[caption id="attachment_101918" align="alignleft" width="400" caption="Seandainya polisi mengimplementasikan instingnya, mungkin pelaku bom bunuh diri itu akan mengalami nasib seperti ini sebelum melancarkan aksinya (ilustrasi: latihan gabungan antiteror TNI-Polri di Surabaya / detik.com)"][/caption]
Kalau kita datang ke kantor-kantor polisi, terasa ada yang "janggal."
Kalau masuk ke mal-mal, hotel-hotel, atau pusat-pusat perkantoran tertentu saja setiap pengunjung diperiksa, bahkan ada beberapa yang dilengkapi dengan alat detektor di setiap pintu masuknya, tidak demikian di kantor-kantor polisi. Sama sekali tidak ada pemeriksaan apapun. Orang bebas masuk keluar di kantor polisi.
Paling kita hanya perlu permisi di pos masuk. Setelah itu bebas masuk. Tas, rangsel, dan barang bawaan lainnya tidak dilirik sama sekali.
Saya bilang "janggal," karena dalam situasi dan kondisi seperti ini, di mana terus terjadi perang antara polisi melawan teroris, kenapa tingkat pengamanan di kantor-kantor polisi sedemkian minimnya?
Sudah sekian banyak teroris yang berhasil ditangkap, atau tewas di tangan polisi (Densus 88), termasuk para pentolannya. Kemudian teroris pun tidak tinggal diam, mereka beberapakali melakukan serangan balik. Meskipun masih dalam taraf relatif kecil. Seperti yang terakhir terjadi pada 22 September 2010, di Polsek Hamparan Perak, Deli Serdang, tiga anggota polisi yang sedang bertugas di sana tewas ditembak oleh sekelompok teroris yang menyerbu dan kemudian membakar Polsek tersebut.

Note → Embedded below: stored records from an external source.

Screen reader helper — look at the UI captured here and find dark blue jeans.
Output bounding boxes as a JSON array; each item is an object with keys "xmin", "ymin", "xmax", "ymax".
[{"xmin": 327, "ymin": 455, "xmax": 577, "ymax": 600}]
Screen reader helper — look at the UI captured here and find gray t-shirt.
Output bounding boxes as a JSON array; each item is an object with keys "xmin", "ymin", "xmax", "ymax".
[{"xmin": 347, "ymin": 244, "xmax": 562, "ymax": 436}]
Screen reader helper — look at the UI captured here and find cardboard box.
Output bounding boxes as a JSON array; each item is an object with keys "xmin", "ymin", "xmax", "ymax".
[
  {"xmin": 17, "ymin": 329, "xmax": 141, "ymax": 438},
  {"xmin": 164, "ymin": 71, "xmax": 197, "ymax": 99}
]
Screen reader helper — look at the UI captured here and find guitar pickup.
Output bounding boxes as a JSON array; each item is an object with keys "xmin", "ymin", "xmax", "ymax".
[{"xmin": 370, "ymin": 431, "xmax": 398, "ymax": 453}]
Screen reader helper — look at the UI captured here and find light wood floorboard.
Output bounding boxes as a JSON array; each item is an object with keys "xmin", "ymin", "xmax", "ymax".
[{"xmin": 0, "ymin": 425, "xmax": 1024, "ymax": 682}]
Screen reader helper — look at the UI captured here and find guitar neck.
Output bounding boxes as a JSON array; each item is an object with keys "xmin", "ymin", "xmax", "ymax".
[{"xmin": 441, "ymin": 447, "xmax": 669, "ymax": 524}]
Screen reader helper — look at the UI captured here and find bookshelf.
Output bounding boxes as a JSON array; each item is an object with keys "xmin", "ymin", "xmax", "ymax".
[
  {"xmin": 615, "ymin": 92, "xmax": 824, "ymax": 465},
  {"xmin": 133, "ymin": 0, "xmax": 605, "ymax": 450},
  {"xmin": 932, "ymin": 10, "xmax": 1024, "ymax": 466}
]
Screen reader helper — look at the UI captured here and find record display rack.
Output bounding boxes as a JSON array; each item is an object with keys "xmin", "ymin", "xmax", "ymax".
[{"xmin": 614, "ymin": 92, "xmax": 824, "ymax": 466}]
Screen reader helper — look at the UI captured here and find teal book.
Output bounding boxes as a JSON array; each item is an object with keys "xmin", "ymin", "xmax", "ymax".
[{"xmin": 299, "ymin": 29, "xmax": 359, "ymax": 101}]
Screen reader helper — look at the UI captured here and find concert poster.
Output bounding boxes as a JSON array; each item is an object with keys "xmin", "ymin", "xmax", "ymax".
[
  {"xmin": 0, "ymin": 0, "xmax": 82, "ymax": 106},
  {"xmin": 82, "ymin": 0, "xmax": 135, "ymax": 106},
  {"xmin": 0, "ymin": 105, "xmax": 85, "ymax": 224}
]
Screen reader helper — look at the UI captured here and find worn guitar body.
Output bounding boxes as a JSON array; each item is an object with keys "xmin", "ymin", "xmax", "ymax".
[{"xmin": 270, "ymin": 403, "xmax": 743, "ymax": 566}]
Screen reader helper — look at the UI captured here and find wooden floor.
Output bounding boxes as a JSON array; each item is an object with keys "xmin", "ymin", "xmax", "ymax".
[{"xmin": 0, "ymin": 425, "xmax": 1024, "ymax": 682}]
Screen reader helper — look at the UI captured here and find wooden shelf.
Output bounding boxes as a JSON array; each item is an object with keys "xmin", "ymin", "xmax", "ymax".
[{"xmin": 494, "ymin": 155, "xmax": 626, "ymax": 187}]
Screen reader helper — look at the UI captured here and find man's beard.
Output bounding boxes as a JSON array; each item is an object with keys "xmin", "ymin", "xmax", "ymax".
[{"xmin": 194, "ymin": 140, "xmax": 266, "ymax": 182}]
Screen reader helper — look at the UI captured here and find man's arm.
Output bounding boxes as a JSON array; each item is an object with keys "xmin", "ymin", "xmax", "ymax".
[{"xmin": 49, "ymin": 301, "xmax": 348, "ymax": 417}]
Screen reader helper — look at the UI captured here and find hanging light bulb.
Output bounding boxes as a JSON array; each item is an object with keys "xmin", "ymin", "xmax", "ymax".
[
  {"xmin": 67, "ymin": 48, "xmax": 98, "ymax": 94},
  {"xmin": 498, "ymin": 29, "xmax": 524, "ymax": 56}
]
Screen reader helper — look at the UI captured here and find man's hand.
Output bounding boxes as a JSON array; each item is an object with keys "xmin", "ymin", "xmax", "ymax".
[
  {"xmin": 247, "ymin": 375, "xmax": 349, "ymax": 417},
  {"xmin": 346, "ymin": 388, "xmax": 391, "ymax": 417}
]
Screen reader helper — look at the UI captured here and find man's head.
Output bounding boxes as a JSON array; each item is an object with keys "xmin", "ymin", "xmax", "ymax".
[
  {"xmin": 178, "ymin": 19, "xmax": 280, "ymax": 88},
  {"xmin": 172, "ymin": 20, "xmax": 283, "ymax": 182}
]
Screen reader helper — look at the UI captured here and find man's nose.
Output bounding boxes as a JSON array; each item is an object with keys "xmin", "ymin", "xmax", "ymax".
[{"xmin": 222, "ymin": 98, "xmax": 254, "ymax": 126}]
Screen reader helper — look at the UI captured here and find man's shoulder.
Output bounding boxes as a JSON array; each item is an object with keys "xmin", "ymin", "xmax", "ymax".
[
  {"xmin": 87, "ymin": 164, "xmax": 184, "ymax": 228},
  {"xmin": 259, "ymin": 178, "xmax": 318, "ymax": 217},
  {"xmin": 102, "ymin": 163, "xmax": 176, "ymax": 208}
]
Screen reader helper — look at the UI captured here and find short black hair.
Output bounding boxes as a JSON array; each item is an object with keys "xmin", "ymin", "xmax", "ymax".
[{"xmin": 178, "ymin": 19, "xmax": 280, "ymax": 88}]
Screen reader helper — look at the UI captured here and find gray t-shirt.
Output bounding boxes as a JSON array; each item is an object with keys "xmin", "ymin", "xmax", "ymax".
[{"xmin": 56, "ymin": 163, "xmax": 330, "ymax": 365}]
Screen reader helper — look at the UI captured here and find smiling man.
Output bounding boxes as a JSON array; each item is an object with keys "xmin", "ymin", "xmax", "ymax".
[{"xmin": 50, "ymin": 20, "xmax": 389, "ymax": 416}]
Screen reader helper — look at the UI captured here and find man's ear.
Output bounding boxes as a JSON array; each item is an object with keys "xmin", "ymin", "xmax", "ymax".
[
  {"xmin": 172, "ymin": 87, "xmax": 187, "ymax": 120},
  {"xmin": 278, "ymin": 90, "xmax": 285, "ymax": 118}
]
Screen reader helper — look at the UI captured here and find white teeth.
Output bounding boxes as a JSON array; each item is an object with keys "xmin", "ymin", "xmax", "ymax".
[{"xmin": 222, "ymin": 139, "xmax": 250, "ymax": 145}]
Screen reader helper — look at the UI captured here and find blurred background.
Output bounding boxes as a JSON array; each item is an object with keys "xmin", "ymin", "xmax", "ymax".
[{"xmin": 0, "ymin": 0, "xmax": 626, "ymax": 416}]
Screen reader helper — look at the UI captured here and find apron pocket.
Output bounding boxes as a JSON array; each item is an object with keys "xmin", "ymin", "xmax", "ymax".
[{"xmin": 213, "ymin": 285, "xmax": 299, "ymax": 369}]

Di tahun 2010 tercatat sedikitnya 10 orang polisi (termasuk tiga anggota Densus 88) tewas di tangan teroris. Sebagaimana dinyatakan sendiri oleh Kepala Divisi Humas Polri, Inspektur Jenderal Iskandar Hasan saat melakukan jumpa pers di Kepolisian Resor Kota Surakarta, pada Desember 2010 lalu (Tempo Interaktif, 14/12/2010).
Dalam perkembangannya kemudian sudah ada signal-signal, bahkan ada temuan inteljen telah memastikan bahwa sasaran para teroris kini mulai terarah kepada sasaran-sasaran tertentu yang merupakan simbol-simbol negara. Tidak lagi menjadikan tempat-tempat publik sebagai sasaran utamanya. Institusi Polri merupakan salah satunya.
Maka dalam keadaan demikian, bukankah terasa janggal kalau di setiap kantor polisi tidak terlihat sedikitpun upaya pengamanan, pemeriksaan terhadap setiap pengunjung yang masuk-keluar di sana?
Sekarang, setelah Malpolresta Cianjur diserang bom bunuh diri, baru muncul instruksi dari Kapolri agar seluruh Kepolisian RI di Indonesia lebih waspada dengan meningkatkan sistem keamanan di kantor-kantornya. Apakah akan ada segera perubahan sistem pengamanan di sana, sesuai dengan Instruksi Kapolri itu? Saya khawatir akan tetap sama saja seperti sekarang. Instruksi Kapolri akan lewat begitu saja. Kalau pun ada, efektifnya sementara saja.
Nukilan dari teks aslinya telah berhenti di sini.